18:15’te Varanasi’den ayrilan Marudhar Express’in bir sonraki sabah 5:55’te Agra’ya ulasmasini bekliyorduk. Agra, bu trenin ara duraklarindan biri oldugu icin saate dikkatle bagli kalarak, vakti gelince hazirlandik toparlandik ve siradaki duragin Agra olup olmadigina emin olmak icin bilgi alacak bir gorevli aradik. Ne yazik ki yok! Trenlerde bilet kontrolunden sonra bir daha rastlayabileceginiz, birsey sorabileceginiz ya da yardim isteyebileceginiz bir konduktor bulunmuyor. Bu ayni zamanda trende bir kontrol mercii de olmadigi anlamina geliyor sanirim. Vahsi dogada, cantana sarilip uyumak bu yuzden galiba.
Trenin 2 saate yakin gecikmesi bu yolculugu kotu yapan tek sey degildi ne yazik ki. Hatta konuya diger taraftan yaklasip “bu yolculugu iyi yapan nedir?” diye soracak olursak, bir cevap bulmamiz da pek mumkun degil. Ben Varanasi-Agra yolculugunu hayatimdaki en kotu tren yolculugu olarak etiketlemekte sakinca gormuyorum, Re “en kotu 3e oynar” diyor.

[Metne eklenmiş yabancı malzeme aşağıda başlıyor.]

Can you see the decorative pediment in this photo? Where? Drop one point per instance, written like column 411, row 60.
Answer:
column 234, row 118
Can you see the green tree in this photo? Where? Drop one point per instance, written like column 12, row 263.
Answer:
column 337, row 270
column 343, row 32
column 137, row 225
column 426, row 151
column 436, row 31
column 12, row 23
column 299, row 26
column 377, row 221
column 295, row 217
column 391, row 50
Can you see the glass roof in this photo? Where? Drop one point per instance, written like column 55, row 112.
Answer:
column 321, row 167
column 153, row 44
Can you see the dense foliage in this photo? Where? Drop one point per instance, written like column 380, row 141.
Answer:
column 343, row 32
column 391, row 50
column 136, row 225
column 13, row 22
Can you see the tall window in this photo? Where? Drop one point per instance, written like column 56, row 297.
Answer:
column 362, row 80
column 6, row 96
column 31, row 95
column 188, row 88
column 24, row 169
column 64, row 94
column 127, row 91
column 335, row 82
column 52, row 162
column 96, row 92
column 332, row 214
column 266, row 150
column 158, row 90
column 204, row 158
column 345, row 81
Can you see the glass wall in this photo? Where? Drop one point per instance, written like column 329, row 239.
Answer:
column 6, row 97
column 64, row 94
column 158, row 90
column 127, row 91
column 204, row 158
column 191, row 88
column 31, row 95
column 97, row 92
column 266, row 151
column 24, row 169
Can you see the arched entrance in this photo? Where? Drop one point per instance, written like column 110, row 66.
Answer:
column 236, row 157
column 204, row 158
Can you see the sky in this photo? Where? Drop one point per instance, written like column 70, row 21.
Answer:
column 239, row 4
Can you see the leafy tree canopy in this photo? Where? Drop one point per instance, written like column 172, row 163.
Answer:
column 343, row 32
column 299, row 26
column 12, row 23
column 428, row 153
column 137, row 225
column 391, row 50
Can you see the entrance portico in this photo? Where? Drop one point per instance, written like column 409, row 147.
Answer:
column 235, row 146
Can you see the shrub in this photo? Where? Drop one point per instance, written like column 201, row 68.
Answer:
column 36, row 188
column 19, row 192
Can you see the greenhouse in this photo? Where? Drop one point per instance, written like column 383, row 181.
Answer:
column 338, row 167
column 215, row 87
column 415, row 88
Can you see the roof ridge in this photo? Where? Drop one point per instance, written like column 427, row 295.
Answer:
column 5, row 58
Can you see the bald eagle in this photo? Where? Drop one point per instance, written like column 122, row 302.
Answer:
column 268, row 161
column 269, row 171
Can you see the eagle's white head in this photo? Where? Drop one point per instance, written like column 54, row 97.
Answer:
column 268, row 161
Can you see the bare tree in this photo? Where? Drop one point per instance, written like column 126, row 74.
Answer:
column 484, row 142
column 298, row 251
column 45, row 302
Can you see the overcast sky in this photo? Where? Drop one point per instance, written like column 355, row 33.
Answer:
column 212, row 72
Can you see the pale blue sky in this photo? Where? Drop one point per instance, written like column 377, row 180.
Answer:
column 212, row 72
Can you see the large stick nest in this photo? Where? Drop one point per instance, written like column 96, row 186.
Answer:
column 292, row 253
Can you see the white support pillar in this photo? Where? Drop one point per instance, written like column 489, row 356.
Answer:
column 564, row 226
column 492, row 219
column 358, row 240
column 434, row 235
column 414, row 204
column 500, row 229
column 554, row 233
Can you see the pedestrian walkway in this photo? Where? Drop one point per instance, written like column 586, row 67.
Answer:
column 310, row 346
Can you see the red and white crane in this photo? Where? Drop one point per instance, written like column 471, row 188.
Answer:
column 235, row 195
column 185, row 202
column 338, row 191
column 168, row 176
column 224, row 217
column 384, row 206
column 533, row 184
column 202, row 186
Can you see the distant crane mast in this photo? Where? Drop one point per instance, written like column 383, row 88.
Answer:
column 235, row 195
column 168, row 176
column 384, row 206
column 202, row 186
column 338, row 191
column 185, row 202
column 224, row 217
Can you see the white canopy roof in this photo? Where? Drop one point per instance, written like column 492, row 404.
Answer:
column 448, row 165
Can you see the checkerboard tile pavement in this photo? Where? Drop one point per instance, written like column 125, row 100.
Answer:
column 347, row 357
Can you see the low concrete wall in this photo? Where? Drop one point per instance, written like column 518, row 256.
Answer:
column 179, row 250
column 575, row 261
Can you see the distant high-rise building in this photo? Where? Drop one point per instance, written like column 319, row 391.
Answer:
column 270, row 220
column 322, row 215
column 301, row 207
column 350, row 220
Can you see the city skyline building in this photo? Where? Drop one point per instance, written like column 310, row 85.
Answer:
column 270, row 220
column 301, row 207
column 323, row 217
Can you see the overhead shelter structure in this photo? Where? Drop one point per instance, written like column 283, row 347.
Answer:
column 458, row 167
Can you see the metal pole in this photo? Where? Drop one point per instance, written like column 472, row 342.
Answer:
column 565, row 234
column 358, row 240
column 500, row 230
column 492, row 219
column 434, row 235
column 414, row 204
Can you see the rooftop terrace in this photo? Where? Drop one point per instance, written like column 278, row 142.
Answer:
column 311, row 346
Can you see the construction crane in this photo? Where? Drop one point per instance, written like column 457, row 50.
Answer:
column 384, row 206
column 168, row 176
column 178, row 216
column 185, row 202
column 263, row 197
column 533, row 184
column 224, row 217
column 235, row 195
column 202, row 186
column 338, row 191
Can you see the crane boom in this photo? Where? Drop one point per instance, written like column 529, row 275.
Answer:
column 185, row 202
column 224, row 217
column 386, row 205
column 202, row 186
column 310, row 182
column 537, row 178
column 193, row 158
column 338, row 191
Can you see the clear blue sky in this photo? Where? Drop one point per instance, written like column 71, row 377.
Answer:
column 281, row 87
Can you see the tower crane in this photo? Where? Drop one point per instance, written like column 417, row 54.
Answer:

Yolculuk ranza arkadaslarimizin birinin Japon, digerinin Arjantinli oldugunu ogrenmemizle basladi. Birbirimize gulumsedik, yardimlastik. Hatta Arjantinli’nin ayak tirnagi kirilmisti (duvara vurdugunu soyledi) dezenfektan ve yarabandi verdik ona. Sonra en alt katta oturduk bir sure Re ile. Ilk tren seyahatimize gore daha guvende hissettik kendimizi, Yine de cantalari kilitledik. Bizim bolmemize baska kimse gelmeyecek gibiydi. Keske gelmeseydi.
Hersey bolmemizin ilk yerli yolcusunun aramiza katilmasiyla basladi. Guler yuzlu gorunen bu orta yasli sahsiyet, orta ranzanin yolcusuydu. Biz uykumuz gelip de ranzalarimiza yerlestigimizde, o henuz ranzasini acmamisti bile. Yorgunluk coktugunde, hele de bu upuzun bir gunun yorgunluguysa, tren bir besikten daha yeknesak bir sekilde salliyorsa basini cantasina dayar dayamaz uyuyakaliveriyor insan. Iyi ki hemen uyuyakaliyor. Yoksa o gece uyuyabildigi kisacik birkac saat hic varomamis olacakti.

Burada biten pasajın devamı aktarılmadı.